While it’s US parent company was successful, the subsidiary she would be leading had not yet turned a profit in its 5 year history. It had a puny market share and a reputation as “box movers” versus the high-end competitors who were knows as product pros. Sales stood at about $20 million.
By the time she was done with it, sales were up to $500 million and the company ranked #1 in the industry vendor listings.
Where To Start a Turnaround? With Customer Experience
She started by meeting one on one with the CEOs of her company’s largest clients. She wanted to understand their business concerns first, and only secondarily how her company could help.
Surprising Discoveries
She made a startling discovery from those meetings: although the company carried thousands of products, “it became very clear to me that we were a service company,” she said.
Broadening her research to include the masses of next-tier customers, she realized that the competition’s image as product experts wasn’t actually all that important to customers; what they wanted was to get their products quickly and reliably. Being the “box movers” wasn’t such a bad thing, if they did it supremely well.
Customer Service Recovery Strategy
Like Johnny Russo, E-Commerce & Digital Marketing Director at Bentley Leathers, she had to reach out to the unhappy customers and find ways to convince them that things had really changed. One thing she and Russo both discovered is that if you fix a problem quickly sometimes the customer becomes even more loyal that one who never had a problem in the first place.
Key Elements of the Customer Service Turnaround Strategy
Priority Support For Big Buyers. While it was done in a way that wasn’t obvious to customers, they set up their systems so that service calls from big customers automatically jumped to the front of the queue.

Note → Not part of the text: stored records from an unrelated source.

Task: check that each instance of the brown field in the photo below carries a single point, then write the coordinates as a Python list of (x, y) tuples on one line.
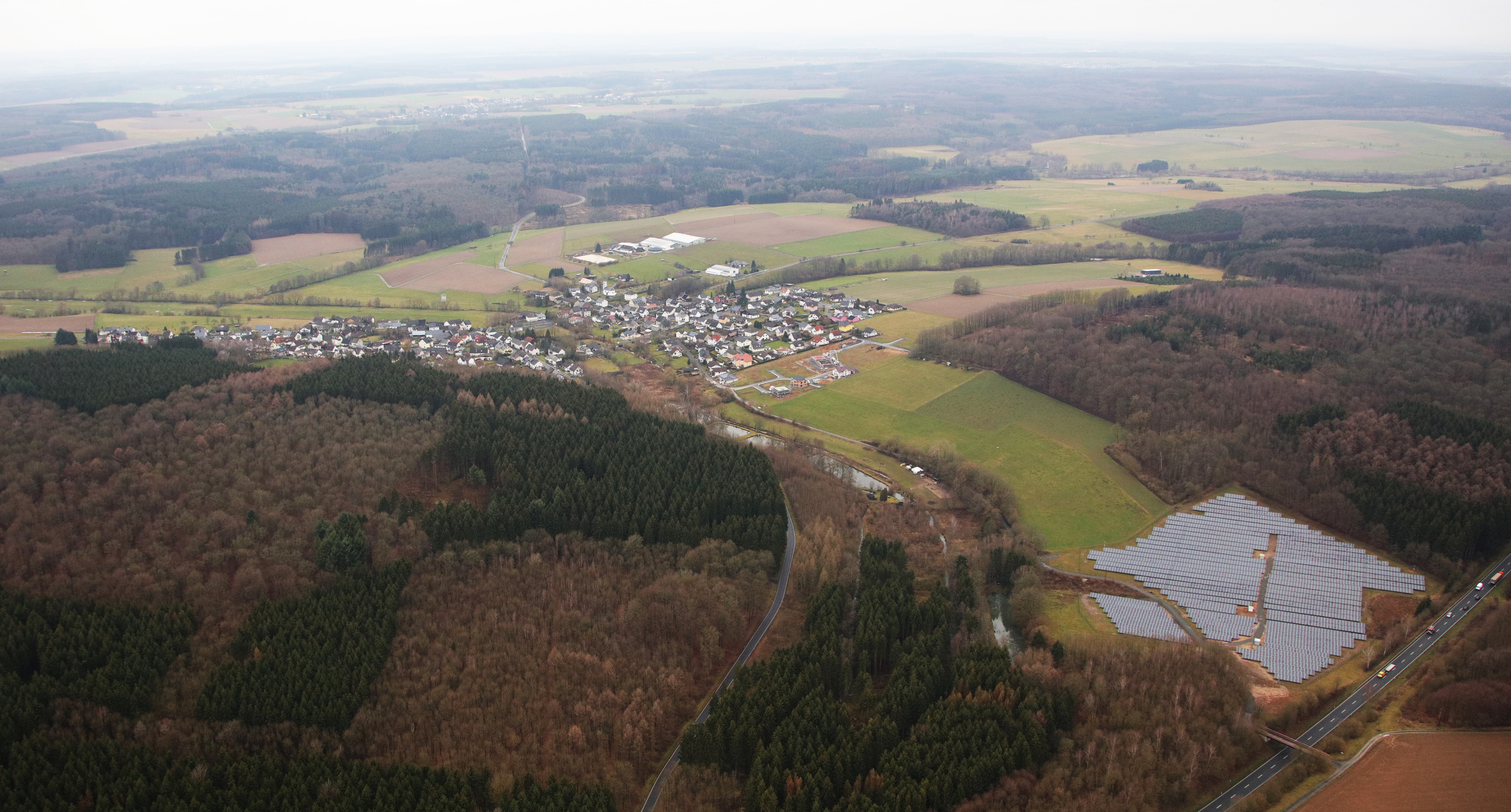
[(303, 246), (28, 159), (469, 278), (402, 277), (771, 230), (1346, 153), (537, 250), (957, 307), (1441, 772), (11, 325)]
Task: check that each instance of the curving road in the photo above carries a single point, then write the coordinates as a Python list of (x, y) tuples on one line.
[(1403, 660), (750, 650)]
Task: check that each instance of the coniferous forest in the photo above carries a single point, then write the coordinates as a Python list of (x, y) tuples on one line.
[(127, 373), (810, 731), (309, 660)]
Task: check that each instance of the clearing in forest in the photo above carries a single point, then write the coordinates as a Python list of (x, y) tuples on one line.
[(1049, 452), (1444, 772), (303, 246)]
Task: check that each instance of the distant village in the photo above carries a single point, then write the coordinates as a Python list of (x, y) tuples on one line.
[(714, 333)]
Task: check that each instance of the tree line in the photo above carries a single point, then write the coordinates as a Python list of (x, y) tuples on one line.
[(50, 776)]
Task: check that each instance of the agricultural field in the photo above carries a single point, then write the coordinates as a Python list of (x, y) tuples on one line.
[(1451, 772), (1067, 201), (859, 241), (913, 286), (1296, 146), (1051, 453)]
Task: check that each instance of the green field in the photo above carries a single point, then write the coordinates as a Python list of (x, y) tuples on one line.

Front Line Freedom – To A Point. Front line customer service staff wanted to be able to help customers, but they also worried about being pressured into giving unreasonable compensation. So they were happy to have a dollar limit above which they would have to consult with a supervisor.
Demonstrate Trust. Rather than wait for a customer to return a defective product, they would credit them and ship a new one right away, trusting customers to eventually return the old one. The customer shouldn’t have to wait longer for a working product when the problem was not their fault. And showing trust builds goodwill. (As one of my early bosses taught me, 2% of your customers will find a way around your rules no matter how carefully you try to protect yourself. So design things for the other 98%.)
Automated Escalation. Fast resolution is key to recovering from a service delivery problem, but often customer complaints can fall through the cracks. They set up an automated system so that every 24 hours the problem got bumped up to the next level automatically if it had not yet been resolved. Nothing could go longer than 5 days; by that point it would reach the CEO’s desk.
Regular Process Reviews. Every quarter the top two levels of management would meet to analyze what had gone wrong in the previous quarter and set priorities for what would be fixed in the coming quarter. Each issue would have a champion responsible for assembling a cross-silo team to fix the broken process.
Outside Opinions. Surveying their own customers was certainly important, but that doesn’t tell you about the views of people who are not yet customers. Their industry had a publication that regularly rated all the vendors. During Sue’s time at the helm, her company went from a “distant 8th” to number 1.